Deshmane, A., Herz, K., Schuppert, M., Lindig, T., Gandhi, C., Reimold, M., et al. (2018). Selective Chemical Exchange Saturation Transfer effects in brain tumors compared to PET contrast at 3T. Clinical Neuroradiology, 28(Supplement 1): 285, S55.


Cite as: https://hdl.handle.net/21.11116/0000-0003-5FDD-B
Abstract
Purpose: CEST allows for indirect detection of diluted molecules via their saturation transfer to the abundant water pool 1–3. At 3T, the frequency separation of different CEST effects is difficult and many applications of CEST use MTRasym evaluation. In this study, we use low-power
saturation to separate the two major contributors the MTRasym signal,
namely APT (at +3.5 ppm) and NOE effects (at –3.5 ppm), and investigate
correlations with 18F-FET PET enhancement in brain tumors.

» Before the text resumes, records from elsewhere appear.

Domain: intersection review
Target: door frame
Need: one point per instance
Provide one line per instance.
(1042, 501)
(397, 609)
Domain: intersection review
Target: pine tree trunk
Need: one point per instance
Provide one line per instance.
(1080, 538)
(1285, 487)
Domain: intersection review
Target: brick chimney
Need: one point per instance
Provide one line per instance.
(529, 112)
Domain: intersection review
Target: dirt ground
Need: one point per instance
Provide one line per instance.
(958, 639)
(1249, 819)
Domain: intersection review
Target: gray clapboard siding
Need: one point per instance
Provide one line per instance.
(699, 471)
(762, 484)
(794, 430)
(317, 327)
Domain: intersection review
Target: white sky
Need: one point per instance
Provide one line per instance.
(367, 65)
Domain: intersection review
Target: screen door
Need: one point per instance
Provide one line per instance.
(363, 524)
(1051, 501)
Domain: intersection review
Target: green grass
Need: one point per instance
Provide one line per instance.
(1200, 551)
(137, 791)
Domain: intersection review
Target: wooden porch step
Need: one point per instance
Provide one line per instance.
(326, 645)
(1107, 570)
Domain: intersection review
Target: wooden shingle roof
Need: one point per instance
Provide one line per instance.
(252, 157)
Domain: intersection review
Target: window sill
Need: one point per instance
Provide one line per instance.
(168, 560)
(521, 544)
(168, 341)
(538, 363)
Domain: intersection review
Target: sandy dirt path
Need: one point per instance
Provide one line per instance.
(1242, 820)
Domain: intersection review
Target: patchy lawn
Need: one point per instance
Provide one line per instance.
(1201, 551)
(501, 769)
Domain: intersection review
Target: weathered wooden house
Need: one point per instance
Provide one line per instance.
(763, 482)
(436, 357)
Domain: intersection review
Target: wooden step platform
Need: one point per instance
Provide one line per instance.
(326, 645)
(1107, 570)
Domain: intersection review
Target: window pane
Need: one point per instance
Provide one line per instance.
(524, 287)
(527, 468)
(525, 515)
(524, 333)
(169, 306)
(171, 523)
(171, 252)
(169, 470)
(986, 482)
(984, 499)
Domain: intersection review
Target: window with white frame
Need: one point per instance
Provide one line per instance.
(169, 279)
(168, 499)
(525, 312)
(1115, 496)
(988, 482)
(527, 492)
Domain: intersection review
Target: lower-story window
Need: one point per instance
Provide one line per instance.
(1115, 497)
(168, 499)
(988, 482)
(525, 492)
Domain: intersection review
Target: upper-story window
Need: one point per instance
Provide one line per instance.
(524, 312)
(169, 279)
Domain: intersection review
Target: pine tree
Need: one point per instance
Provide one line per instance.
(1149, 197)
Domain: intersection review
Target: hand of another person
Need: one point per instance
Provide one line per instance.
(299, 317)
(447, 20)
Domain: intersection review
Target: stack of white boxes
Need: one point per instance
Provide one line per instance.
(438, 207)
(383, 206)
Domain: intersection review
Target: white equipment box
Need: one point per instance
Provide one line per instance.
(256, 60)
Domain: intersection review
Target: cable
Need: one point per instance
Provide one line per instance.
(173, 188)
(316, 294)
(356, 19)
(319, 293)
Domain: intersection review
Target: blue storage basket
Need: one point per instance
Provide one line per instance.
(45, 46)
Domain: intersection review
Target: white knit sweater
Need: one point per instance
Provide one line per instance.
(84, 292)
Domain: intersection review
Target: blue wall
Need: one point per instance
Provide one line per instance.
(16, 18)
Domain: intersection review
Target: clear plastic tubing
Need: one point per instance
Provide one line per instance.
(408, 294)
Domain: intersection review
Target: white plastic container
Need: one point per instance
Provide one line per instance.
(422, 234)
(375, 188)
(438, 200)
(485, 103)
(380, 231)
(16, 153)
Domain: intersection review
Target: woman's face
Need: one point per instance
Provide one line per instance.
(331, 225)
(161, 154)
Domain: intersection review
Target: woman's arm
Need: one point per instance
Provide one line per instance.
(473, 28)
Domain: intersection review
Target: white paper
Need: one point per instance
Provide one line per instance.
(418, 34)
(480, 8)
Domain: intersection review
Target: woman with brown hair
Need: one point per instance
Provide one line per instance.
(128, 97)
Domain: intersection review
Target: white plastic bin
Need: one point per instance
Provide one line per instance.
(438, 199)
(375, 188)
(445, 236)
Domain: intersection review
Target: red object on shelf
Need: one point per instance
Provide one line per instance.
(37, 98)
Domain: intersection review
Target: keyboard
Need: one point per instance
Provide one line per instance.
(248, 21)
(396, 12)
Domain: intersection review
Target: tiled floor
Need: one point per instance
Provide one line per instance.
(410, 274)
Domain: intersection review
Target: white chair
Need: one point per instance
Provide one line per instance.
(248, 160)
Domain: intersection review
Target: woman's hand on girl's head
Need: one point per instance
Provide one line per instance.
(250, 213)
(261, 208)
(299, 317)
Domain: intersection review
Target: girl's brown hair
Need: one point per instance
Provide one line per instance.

Methods: 9 patients scanned on a 3T PET/MR system for suspected glioma or recurrent glioma were evaluated (1 radio-necrosis, 1 gliosis, 3 high grade, 4 low grade). Selective protein CEST Z-spectra were acquired with 4s saturation (100 Gaussian pulses, B1 = 0.6 μT, pulse duration 20ms, duty cycle 50%) at 53 frequency offsets ranging from
–100 ppm to +100 ppm. CEST Z-spectra were de-noised using principle
component analysis, retaining 15 principle components. Two-stage Lorentzian analysis was applied to estimate contributions from direct water saturation, magnetization transfer effects from macromolecules4,
and selective CEST effects.
Results: Selective NOE effects were stronger than APT CEST effects in both healthy and diseased tissues. Compared to contralateral tissues, tumor regions exhibit reduced NOE signals and mixed APT signals, consistent with results from previous studies 4,5. There was no correlation between PET uptake and CEST signals within the tumor.
Conclusion: NOE and amide CEST separation is possible at 3T and provide additional information compared to 18F-FET PET.